Img2Vec/starter.py

233 lines
7.4 KiB
Python

import os
import argparse
import pickle
import logging
from pathlib import Path
from typing import Dict
import numpy as np
from PIL import Image
import torch
from tqdm import tqdm
from atomicwrites import atomic_write
from embedder import ImageEmbedder, DEVICE
# Configure logging
logging.basicConfig(level=logging.INFO)
logger = logging.getLogger(__name__)
# Default paths
DEFAULT_OUTPUT_DIR = Path("embeddings")
DEFAULT_EMB_FILE = "image_embeddings.pkl"
def parse_args():
parser = argparse.ArgumentParser(
description="Batch-convert images into 4096D embeddings stored in unified dictionary"
)
parser.add_argument(
"--image-dir", required=True,
help="Path to folder containing images (jpg/png/bmp/gif/webp)"
)
parser.add_argument(
"--output-dir", default=str(DEFAULT_OUTPUT_DIR),
help="Directory to save embeddings file"
)
parser.add_argument(
"--output-file", default=DEFAULT_EMB_FILE,
help="Filename for embeddings dictionary (pkl format)"
)
parser.add_argument(
"--vision-model", default="openai/clip-vit-large-patch14-336",
help="Hugging Face CLIP vision model name"
)
parser.add_argument(
"--embedding-dim", type=int, default=4096,
help="Output embedding dimension"
)
parser.add_argument(
"--llava-ckpt", default=None,
help="(Optional) LLaVA checkpoint to load projection weights from"
)
parser.add_argument(
"--batch-size", type=int, default=32,
help="Batch size for processing images"
)
parser.add_argument(
"--resume", action="store_true",
help="Resume from existing embeddings file (skip already processed images)"
)
return parser.parse_args()
def find_images(folder: str) -> list:
"""Find all supported image files in folder (non-recursive by default)"""

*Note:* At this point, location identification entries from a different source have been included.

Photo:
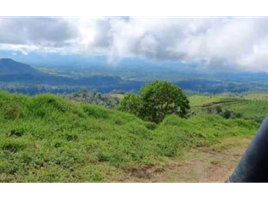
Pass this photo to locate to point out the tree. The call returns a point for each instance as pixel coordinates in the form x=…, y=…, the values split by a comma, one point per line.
x=155, y=101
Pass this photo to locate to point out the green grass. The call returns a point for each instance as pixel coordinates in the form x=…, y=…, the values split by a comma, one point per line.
x=253, y=106
x=48, y=139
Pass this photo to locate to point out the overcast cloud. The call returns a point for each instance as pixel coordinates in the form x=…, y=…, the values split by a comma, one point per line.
x=216, y=43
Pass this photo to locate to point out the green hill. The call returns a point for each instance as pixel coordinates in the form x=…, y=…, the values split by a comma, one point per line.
x=49, y=139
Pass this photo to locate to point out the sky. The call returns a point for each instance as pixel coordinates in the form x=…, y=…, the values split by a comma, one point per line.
x=214, y=43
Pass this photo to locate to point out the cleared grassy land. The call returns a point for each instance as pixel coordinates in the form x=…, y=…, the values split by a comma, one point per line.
x=252, y=106
x=49, y=139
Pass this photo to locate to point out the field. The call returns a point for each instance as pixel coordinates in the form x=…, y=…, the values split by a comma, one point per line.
x=253, y=106
x=49, y=139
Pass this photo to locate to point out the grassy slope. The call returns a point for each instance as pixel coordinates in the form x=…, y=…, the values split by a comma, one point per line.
x=253, y=106
x=49, y=139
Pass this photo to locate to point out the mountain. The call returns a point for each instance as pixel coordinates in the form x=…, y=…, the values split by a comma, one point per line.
x=11, y=67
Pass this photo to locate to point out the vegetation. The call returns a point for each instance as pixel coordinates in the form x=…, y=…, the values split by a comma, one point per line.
x=50, y=139
x=156, y=101
x=253, y=106
x=94, y=98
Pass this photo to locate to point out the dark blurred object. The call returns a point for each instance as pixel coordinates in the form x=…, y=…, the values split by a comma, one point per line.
x=253, y=168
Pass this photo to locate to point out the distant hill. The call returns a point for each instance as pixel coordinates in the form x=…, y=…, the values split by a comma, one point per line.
x=15, y=72
x=11, y=67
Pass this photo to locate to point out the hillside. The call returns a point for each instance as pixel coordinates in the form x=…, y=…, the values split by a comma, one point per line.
x=48, y=139
x=253, y=106
x=11, y=67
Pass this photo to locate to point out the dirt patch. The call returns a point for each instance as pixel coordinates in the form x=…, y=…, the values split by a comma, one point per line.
x=203, y=165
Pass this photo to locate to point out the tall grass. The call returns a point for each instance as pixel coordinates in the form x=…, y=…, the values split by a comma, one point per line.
x=48, y=139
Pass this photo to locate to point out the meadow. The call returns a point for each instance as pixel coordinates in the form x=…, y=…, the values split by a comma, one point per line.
x=46, y=138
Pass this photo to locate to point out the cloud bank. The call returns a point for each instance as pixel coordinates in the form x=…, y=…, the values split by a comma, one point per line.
x=228, y=43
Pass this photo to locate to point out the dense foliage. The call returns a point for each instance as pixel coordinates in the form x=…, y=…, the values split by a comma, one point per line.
x=156, y=101
x=49, y=139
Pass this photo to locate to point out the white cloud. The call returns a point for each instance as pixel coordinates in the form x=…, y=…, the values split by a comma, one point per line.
x=238, y=43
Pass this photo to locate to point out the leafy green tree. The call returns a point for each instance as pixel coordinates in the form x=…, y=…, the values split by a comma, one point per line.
x=155, y=101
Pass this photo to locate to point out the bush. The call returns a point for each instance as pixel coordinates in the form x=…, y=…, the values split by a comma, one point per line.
x=156, y=101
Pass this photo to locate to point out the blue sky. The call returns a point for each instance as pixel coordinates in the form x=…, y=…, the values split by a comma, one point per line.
x=229, y=43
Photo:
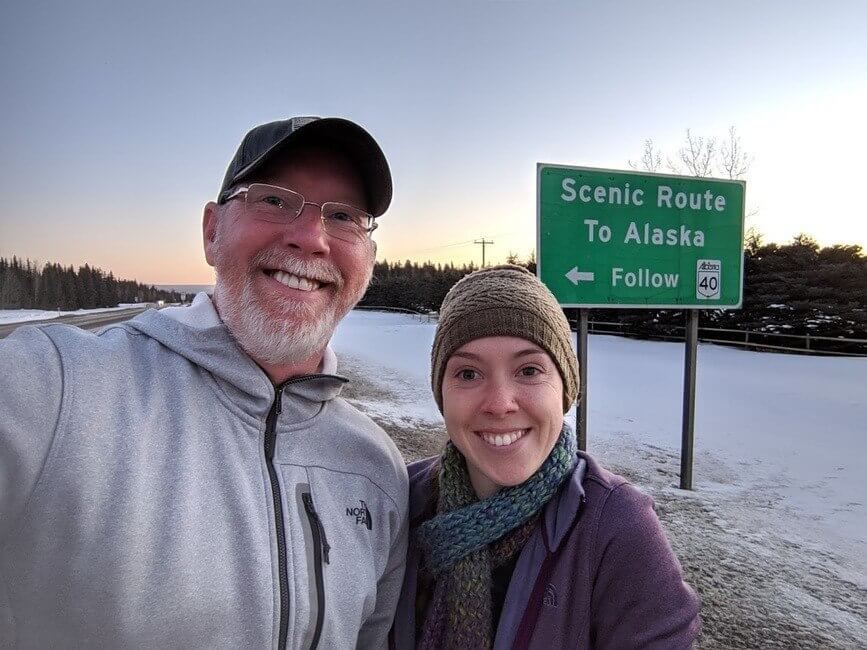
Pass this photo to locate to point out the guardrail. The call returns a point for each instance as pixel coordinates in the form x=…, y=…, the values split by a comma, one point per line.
x=749, y=339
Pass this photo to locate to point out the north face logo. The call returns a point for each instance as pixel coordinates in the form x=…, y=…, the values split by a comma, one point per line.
x=550, y=598
x=362, y=515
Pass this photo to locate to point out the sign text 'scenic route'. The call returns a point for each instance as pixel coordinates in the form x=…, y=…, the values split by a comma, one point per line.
x=611, y=238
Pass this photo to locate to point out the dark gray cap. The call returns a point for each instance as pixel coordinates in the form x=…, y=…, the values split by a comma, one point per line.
x=266, y=142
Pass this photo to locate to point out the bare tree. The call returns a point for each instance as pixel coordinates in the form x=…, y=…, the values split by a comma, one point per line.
x=733, y=160
x=696, y=156
x=651, y=158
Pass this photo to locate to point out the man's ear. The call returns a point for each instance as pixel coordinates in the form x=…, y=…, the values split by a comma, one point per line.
x=209, y=230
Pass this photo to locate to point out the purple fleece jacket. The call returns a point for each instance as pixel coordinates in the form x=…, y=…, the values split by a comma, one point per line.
x=598, y=572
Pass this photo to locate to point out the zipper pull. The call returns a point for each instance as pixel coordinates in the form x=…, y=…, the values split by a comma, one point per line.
x=325, y=547
x=311, y=510
x=278, y=400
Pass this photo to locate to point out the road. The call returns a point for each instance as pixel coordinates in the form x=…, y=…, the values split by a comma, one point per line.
x=84, y=321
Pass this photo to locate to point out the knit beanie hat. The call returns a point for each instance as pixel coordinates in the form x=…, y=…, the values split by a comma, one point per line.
x=505, y=300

supported_exts = (".jpg", ".jpeg", ".png", ".bmp", ".gif", ".webp", ".tiff", ".tif")
image_paths = []
folder_path = Path(folder)
# Use a set to avoid duplicates
found_files = set()
# Search for files with supported extensions (case-insensitive)
for file_path in folder_path.iterdir():
if file_path.is_file():
file_ext = file_path.suffix.lower()
if file_ext in supported_exts:
found_files.add(str(file_path.resolve()))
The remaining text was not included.